The Science of Pleasure

We’re all programmed to enjoy pleasurable things. But what motivates those distinctions?  And can pleasure ever cause pain?

All schools of yoga place special emphasis on the control of the senses, while some traditional schools are even more strict in their adherence to renunciation. Though most people are creatures of habit, we also fall weakness to this constant desire for something *new*.  It’s this particular desire that some would argue leads to detrimental behaviors (check out the Buddhist take on suffering), then again, could it just be a motivation for constant innovation?  Always wanting something new, means someone’s gotta make it, right?

As human beings, something that should give us great power is our ability to contemplate our instincts, rather than simply carry them out.  Thing is, that doesn’t always happen.  The majority of our brain is ancient, having evolved from the lizard and monkey days (scroll down to “Got Science”), so trumping their sometimes overpowering messages can be a challenge.

So what do we do with these instincts for survival, for happiness over suffering, for pure pleasure, which is sometimes so unhealthy, it just shouldn’t be indulged?

Loving my pie. Ain't nothin' wrong.

As a few examples:

Imagine someone’s feeling of importance or success when they’ve fully dominated a conversation.  It may instantly fulfill a survival instinct, but they’ve probably come across as a cock.  And there goes that group of potential friends!

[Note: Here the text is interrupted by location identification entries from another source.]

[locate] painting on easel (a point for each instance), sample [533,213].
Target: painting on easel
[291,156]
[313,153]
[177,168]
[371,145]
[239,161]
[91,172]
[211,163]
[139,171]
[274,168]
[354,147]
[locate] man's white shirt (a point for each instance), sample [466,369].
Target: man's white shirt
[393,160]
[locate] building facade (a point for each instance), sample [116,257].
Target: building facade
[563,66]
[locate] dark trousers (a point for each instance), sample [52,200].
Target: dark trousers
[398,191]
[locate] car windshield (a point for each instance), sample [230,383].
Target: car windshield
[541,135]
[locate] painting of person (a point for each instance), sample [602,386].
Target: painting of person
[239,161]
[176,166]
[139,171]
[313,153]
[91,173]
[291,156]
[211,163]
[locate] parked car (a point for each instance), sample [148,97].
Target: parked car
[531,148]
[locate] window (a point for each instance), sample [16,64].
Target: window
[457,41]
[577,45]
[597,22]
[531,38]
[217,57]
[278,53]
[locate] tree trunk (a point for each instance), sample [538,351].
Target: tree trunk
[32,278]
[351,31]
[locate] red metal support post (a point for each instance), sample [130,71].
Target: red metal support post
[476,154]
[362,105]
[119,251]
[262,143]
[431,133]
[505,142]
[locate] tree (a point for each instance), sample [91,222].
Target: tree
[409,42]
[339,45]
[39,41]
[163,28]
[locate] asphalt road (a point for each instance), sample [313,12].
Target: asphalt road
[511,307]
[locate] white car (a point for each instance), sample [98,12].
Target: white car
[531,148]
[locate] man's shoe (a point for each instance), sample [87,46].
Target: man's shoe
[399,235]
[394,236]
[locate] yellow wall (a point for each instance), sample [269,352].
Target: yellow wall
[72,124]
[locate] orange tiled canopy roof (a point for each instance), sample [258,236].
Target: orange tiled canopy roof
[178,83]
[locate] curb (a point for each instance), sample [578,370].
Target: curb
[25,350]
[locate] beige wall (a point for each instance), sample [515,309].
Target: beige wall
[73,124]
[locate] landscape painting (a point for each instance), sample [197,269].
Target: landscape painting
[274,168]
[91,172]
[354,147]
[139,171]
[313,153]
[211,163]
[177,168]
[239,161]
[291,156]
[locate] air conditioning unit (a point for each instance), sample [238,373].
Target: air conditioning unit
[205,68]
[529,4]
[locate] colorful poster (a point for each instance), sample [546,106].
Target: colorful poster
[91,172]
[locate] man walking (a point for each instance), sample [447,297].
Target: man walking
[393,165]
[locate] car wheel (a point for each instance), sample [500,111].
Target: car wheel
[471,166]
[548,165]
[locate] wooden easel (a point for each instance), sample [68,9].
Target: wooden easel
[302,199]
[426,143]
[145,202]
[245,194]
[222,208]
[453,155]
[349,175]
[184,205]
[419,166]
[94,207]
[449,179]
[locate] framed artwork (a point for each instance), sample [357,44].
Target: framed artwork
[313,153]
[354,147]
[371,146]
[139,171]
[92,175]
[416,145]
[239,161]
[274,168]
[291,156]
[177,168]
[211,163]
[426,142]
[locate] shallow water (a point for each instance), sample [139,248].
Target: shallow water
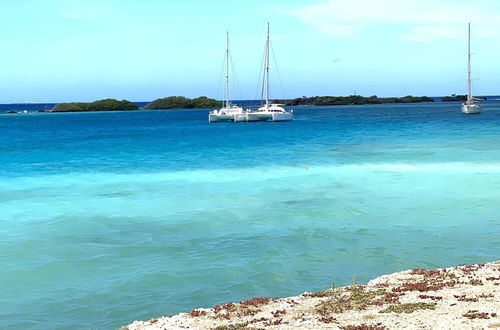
[110,217]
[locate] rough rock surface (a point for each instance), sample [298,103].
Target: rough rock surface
[462,297]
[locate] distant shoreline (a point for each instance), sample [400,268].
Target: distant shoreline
[203,103]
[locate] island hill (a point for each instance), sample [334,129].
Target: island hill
[172,102]
[203,102]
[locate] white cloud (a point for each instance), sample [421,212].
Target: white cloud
[416,20]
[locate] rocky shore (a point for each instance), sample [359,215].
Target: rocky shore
[462,297]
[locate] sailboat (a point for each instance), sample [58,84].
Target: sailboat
[471,106]
[229,112]
[268,111]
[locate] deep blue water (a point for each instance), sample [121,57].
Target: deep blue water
[110,217]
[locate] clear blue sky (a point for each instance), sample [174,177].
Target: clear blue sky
[82,50]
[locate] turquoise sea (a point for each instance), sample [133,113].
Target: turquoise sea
[106,218]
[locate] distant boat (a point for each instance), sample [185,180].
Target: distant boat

Or, we may find incredible sensory satisfaction through activities like overeating or promiscuity, but what long-term consequences does that have on our bodies, or our psyches for that matter?  Our brains are programmed to enjoy salt, sugar and fat (basically to avoid starvation), but eating too much of that just ain’t good for you.  Scientific fact.

Enticing.

Life should be enjoyed, but to what extent?  And what exactly informs our tastes?  I love yoga, but does that mean I should make that a career?  I love to eat chocolate, but am I allowed a nibble everyday?

These are questions I often ponder, being a bit of a hedonist and a lot of a yogi these days.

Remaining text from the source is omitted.